À l’école, tu es souvent l’âne qui n’est ni à la hauteur des espérances du système éducatif ni à ta place.
À la mosquée, tu es l’être faible qui mérite le châtiment divin dans cette vie et tu dois accepter ta vie misérable avec résignation et soumission à la volonté divine pour mériter ta place au paradis.

Dans toute la société, tu ne peux pas être toi-même, être authentique.
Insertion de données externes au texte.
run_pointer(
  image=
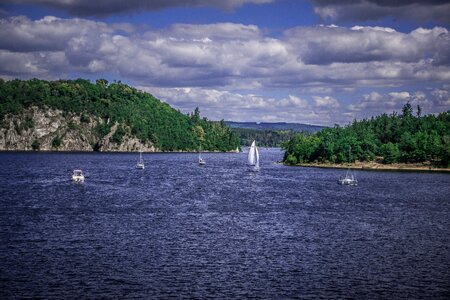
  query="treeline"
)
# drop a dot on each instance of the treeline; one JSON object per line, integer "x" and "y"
{"x": 406, "y": 138}
{"x": 149, "y": 118}
{"x": 264, "y": 138}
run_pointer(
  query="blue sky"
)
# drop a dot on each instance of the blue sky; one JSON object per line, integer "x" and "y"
{"x": 318, "y": 62}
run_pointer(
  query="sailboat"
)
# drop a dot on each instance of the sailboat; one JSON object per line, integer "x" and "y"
{"x": 140, "y": 163}
{"x": 253, "y": 157}
{"x": 349, "y": 178}
{"x": 78, "y": 176}
{"x": 201, "y": 161}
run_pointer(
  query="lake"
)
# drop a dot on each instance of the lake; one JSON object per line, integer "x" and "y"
{"x": 180, "y": 230}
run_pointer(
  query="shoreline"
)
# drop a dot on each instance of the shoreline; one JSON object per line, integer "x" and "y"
{"x": 373, "y": 166}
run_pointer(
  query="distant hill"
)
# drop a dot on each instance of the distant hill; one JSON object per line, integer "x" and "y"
{"x": 275, "y": 126}
{"x": 269, "y": 134}
{"x": 78, "y": 115}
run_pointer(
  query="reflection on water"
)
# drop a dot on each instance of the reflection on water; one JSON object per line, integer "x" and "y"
{"x": 177, "y": 229}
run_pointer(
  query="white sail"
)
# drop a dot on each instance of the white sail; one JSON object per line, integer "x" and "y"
{"x": 140, "y": 163}
{"x": 251, "y": 154}
{"x": 256, "y": 158}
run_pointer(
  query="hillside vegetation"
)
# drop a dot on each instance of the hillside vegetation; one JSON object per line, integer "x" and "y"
{"x": 128, "y": 110}
{"x": 268, "y": 134}
{"x": 405, "y": 138}
{"x": 264, "y": 138}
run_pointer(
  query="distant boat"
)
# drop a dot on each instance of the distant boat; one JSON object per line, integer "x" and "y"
{"x": 77, "y": 176}
{"x": 201, "y": 161}
{"x": 350, "y": 177}
{"x": 140, "y": 163}
{"x": 253, "y": 157}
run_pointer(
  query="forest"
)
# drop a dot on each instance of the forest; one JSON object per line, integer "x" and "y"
{"x": 408, "y": 137}
{"x": 264, "y": 138}
{"x": 149, "y": 118}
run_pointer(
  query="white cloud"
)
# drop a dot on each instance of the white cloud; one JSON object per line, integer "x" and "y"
{"x": 226, "y": 68}
{"x": 110, "y": 7}
{"x": 364, "y": 10}
{"x": 217, "y": 104}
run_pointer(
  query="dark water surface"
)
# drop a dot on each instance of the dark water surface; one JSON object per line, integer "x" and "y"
{"x": 180, "y": 230}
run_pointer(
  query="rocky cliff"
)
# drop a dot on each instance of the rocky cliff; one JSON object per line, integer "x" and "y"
{"x": 55, "y": 130}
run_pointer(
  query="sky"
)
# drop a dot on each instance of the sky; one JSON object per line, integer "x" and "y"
{"x": 321, "y": 62}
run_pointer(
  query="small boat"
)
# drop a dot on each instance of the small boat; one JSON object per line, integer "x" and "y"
{"x": 140, "y": 163}
{"x": 201, "y": 161}
{"x": 348, "y": 179}
{"x": 253, "y": 157}
{"x": 77, "y": 176}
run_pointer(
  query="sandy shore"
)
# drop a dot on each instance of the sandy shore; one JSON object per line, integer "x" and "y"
{"x": 378, "y": 166}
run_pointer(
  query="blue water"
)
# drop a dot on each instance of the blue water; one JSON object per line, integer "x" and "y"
{"x": 180, "y": 230}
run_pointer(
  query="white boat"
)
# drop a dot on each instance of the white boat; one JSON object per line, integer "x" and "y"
{"x": 253, "y": 157}
{"x": 201, "y": 161}
{"x": 78, "y": 176}
{"x": 348, "y": 179}
{"x": 140, "y": 163}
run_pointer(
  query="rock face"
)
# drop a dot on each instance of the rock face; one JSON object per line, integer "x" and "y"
{"x": 55, "y": 130}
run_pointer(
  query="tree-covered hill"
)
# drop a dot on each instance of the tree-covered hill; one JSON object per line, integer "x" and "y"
{"x": 275, "y": 126}
{"x": 146, "y": 117}
{"x": 405, "y": 138}
{"x": 269, "y": 134}
{"x": 264, "y": 138}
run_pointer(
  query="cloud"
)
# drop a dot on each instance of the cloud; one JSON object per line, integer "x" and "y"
{"x": 217, "y": 104}
{"x": 228, "y": 65}
{"x": 330, "y": 44}
{"x": 365, "y": 10}
{"x": 375, "y": 103}
{"x": 228, "y": 54}
{"x": 85, "y": 8}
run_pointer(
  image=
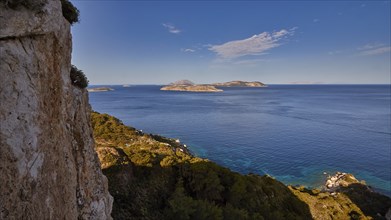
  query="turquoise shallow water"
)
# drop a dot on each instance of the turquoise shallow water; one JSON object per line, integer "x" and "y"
{"x": 292, "y": 132}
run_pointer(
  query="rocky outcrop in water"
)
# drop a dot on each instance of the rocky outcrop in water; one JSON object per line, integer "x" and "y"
{"x": 48, "y": 166}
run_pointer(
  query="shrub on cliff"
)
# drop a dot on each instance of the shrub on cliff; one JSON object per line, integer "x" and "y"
{"x": 34, "y": 5}
{"x": 70, "y": 12}
{"x": 78, "y": 78}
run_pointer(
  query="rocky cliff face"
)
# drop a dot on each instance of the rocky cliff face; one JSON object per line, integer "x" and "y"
{"x": 48, "y": 166}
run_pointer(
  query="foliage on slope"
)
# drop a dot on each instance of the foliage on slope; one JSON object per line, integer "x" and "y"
{"x": 154, "y": 177}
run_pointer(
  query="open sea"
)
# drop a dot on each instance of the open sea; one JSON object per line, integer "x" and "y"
{"x": 294, "y": 133}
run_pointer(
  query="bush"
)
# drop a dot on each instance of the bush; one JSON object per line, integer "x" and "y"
{"x": 78, "y": 78}
{"x": 34, "y": 5}
{"x": 70, "y": 12}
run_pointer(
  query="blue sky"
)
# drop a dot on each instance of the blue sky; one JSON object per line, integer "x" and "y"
{"x": 275, "y": 42}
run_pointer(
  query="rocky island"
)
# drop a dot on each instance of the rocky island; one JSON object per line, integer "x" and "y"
{"x": 100, "y": 89}
{"x": 188, "y": 86}
{"x": 191, "y": 88}
{"x": 239, "y": 84}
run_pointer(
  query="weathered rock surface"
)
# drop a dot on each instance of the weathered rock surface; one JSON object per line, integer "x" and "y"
{"x": 48, "y": 166}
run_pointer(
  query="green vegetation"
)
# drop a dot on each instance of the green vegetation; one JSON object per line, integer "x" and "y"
{"x": 70, "y": 12}
{"x": 34, "y": 5}
{"x": 153, "y": 177}
{"x": 78, "y": 78}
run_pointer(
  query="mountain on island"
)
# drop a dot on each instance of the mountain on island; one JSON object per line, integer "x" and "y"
{"x": 188, "y": 86}
{"x": 184, "y": 82}
{"x": 238, "y": 83}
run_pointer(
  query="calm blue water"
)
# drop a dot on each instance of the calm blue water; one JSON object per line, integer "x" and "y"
{"x": 292, "y": 132}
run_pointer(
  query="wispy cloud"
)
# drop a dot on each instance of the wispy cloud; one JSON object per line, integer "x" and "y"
{"x": 188, "y": 50}
{"x": 373, "y": 49}
{"x": 370, "y": 46}
{"x": 335, "y": 52}
{"x": 250, "y": 62}
{"x": 255, "y": 45}
{"x": 376, "y": 51}
{"x": 171, "y": 28}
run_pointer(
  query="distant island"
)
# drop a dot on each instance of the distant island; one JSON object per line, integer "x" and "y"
{"x": 239, "y": 84}
{"x": 188, "y": 86}
{"x": 100, "y": 89}
{"x": 191, "y": 88}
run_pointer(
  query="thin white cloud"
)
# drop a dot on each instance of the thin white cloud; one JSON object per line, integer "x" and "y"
{"x": 335, "y": 52}
{"x": 171, "y": 28}
{"x": 187, "y": 50}
{"x": 250, "y": 62}
{"x": 377, "y": 51}
{"x": 255, "y": 45}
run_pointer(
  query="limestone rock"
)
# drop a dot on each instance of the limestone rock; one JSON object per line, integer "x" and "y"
{"x": 48, "y": 166}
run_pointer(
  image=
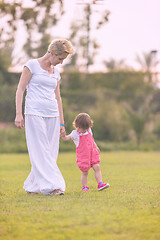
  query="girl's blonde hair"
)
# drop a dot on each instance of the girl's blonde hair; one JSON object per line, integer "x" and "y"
{"x": 61, "y": 46}
{"x": 83, "y": 120}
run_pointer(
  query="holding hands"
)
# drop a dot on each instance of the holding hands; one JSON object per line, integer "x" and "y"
{"x": 19, "y": 121}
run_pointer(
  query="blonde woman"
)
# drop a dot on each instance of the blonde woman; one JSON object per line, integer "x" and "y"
{"x": 44, "y": 122}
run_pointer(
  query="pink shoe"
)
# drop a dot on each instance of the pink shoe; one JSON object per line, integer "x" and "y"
{"x": 85, "y": 189}
{"x": 102, "y": 185}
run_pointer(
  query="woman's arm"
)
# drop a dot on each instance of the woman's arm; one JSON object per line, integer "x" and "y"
{"x": 59, "y": 101}
{"x": 67, "y": 138}
{"x": 23, "y": 82}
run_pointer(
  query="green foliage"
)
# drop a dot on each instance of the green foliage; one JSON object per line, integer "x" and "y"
{"x": 80, "y": 36}
{"x": 129, "y": 209}
{"x": 105, "y": 97}
{"x": 36, "y": 19}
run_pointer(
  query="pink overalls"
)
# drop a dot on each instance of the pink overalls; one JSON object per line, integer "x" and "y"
{"x": 87, "y": 154}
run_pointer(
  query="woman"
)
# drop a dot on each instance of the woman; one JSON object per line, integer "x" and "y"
{"x": 44, "y": 122}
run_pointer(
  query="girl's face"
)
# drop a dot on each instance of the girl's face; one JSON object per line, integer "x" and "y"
{"x": 82, "y": 130}
{"x": 57, "y": 59}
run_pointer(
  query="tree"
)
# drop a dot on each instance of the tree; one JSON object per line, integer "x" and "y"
{"x": 80, "y": 36}
{"x": 37, "y": 19}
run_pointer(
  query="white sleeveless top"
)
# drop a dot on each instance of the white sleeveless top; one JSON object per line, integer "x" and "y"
{"x": 40, "y": 98}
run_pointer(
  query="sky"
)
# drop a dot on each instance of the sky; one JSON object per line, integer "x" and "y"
{"x": 133, "y": 28}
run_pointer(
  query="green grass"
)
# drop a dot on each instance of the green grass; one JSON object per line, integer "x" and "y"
{"x": 128, "y": 210}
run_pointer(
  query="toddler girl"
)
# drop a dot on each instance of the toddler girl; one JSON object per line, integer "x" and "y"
{"x": 86, "y": 150}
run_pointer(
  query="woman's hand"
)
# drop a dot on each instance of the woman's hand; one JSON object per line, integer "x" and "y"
{"x": 98, "y": 150}
{"x": 62, "y": 131}
{"x": 19, "y": 121}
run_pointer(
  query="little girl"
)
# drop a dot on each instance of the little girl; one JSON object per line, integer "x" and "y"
{"x": 86, "y": 150}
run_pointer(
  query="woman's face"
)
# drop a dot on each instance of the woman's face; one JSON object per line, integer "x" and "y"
{"x": 57, "y": 59}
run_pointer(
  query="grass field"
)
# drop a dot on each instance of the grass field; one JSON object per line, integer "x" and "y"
{"x": 128, "y": 210}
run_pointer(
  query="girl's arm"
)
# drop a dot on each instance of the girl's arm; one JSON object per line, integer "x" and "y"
{"x": 97, "y": 147}
{"x": 23, "y": 82}
{"x": 59, "y": 101}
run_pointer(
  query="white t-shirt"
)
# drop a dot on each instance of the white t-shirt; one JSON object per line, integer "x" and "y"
{"x": 75, "y": 136}
{"x": 40, "y": 98}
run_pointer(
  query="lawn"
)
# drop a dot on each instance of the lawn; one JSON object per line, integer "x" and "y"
{"x": 128, "y": 210}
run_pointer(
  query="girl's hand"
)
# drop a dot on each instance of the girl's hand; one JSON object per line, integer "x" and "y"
{"x": 62, "y": 131}
{"x": 19, "y": 121}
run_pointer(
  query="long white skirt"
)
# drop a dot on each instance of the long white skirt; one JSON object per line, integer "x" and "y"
{"x": 42, "y": 135}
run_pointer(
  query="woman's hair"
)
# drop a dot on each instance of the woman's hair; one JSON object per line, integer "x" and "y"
{"x": 61, "y": 46}
{"x": 83, "y": 120}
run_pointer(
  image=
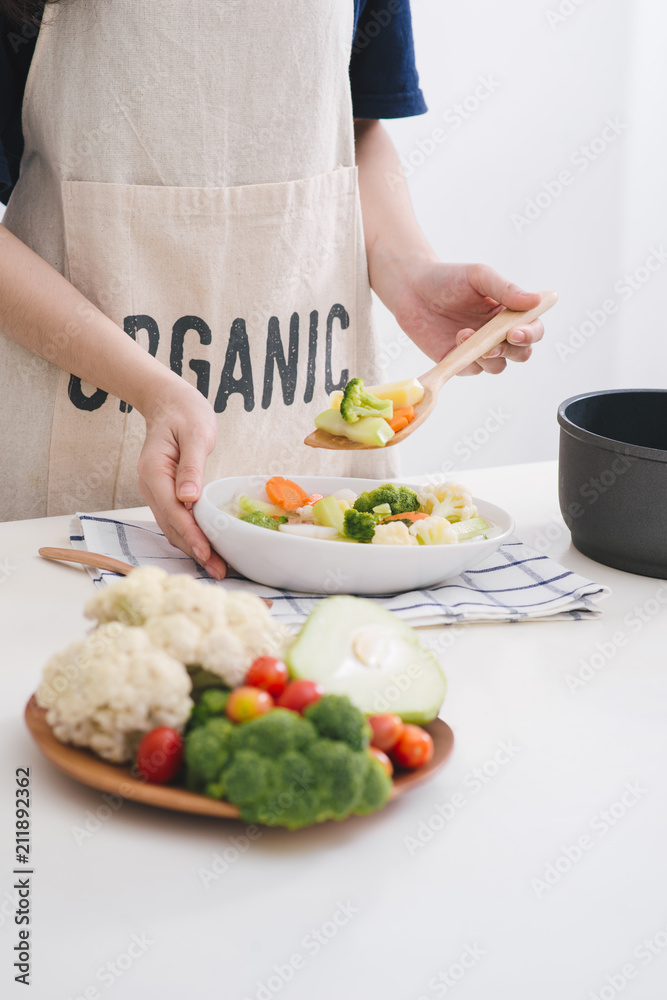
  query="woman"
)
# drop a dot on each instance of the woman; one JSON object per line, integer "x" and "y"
{"x": 184, "y": 272}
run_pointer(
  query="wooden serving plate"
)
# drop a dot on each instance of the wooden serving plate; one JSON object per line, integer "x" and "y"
{"x": 120, "y": 779}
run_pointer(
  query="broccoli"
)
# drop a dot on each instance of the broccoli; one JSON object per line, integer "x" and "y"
{"x": 358, "y": 402}
{"x": 277, "y": 732}
{"x": 334, "y": 716}
{"x": 262, "y": 521}
{"x": 399, "y": 498}
{"x": 212, "y": 702}
{"x": 341, "y": 778}
{"x": 376, "y": 790}
{"x": 207, "y": 751}
{"x": 358, "y": 525}
{"x": 282, "y": 769}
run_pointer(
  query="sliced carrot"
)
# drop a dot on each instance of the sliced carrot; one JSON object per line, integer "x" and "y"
{"x": 408, "y": 515}
{"x": 401, "y": 418}
{"x": 285, "y": 493}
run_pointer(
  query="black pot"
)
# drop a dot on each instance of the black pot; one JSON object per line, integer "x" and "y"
{"x": 612, "y": 476}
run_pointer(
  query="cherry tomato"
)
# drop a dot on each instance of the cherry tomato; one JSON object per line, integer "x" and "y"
{"x": 299, "y": 694}
{"x": 386, "y": 730}
{"x": 382, "y": 758}
{"x": 159, "y": 755}
{"x": 269, "y": 673}
{"x": 246, "y": 703}
{"x": 413, "y": 749}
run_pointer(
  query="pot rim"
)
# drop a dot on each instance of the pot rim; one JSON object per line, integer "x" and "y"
{"x": 609, "y": 444}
Comme tu n’as ni le droit ni l’opportunité d’aspirer à une meilleure situation financière ou sociale dans la majorité des cas.
La décennie noire était catastrophique pour les gens du peuple qui ont vécu un traumatisme à vie à cause des attentats aléatoires et des massacres perpétrés contre lui et surtout lui alors qu’il s’agissait au départ d’une guerre civile entre le parti islamiste déchu, à qui le régime a fait barrage vers l’ascension au pouvoir autocratique, et l’oligarchie sanguinaire.

Seulement voilà, la nouvelle génération n’a pas connu les régimes successifs qui ont gouvernés ni le traumatisme collectif des années 90, car la plupart étaient des petits enfants. Cette génération n’a connu qu’un seul président qui a saigné à blanc ,avec les opportunistes et les voyous, sans état d’âme, qui lui servaient d’équipe de gouvernance du pays.

Plusieurs facteurs ont contribué au changement graduel des mentalités en commençant par l’utilisation active des réseaux sociaux par une grande partie des jeunes : la « démocratisation » de l’internet et des téléphones cellulaires, la venue de la 3G et la 4G. Cela a ouvert une baie vitrée vers l’extérieur pour voir ce qui se passe ailleurs dans le reste du monde. L’avortement « des printemps arabes » qui ont mené vers la destruction des pays plutôt que vers des changements positifs. La Tunisie et l’Égypte l’ont échappé mais à quel prix?

Pour expliquer ce qui arrive actuellement en Algérie, la non utilisation de la force par les éléments de sécurité anti-émeute est due à plusieurs facteurs :

•La guerre des clans fratricides dans les hautes sphères de l’État à cause de la main mise et sur le pouvoir et sur les affaires d’un clan plutôt que l’autre.
•La mise à l’écart par Bouteflika des hauts gradés des services secrets depuis 2015 et de leur intégration directement sous la houlette de la présidence (communément connu sous l’appellation de la Sécurité Militaire) qui faisaient parti des trois éléments sur quoi reposait le régime algérien depuis l’indépendance en 1962 (la présidence, l’armée et les services secrets).
•La peur de donner des ordres de tirer sur le peuple à tous les éléments des corps de sécurité, car ces derniers sont issus de ce même peuple. Ils sont là pas par sympathie au régime mais par nécessité de trouver un travail et gagner leur vie pour aider souvent leurs parents et leur famille appauvris par la mauvaise gouvernance et la dilapidation des ressources naturelles et des deniers publics.
•Le spectre de la fin de l’ancien président de la Roumanie est encore dans l’esprit des dinosaures du système actuel algérien : avant la chute du mur de Berlin et la chute des régimes communistes avec Nicolae Ceauşescu exécuté par les militaires le 25 décembre 1989.

Le peuple regagne confiance en lui, les parents sont fiers de leurs progénitures et la Patrie est fiere de ses enfants.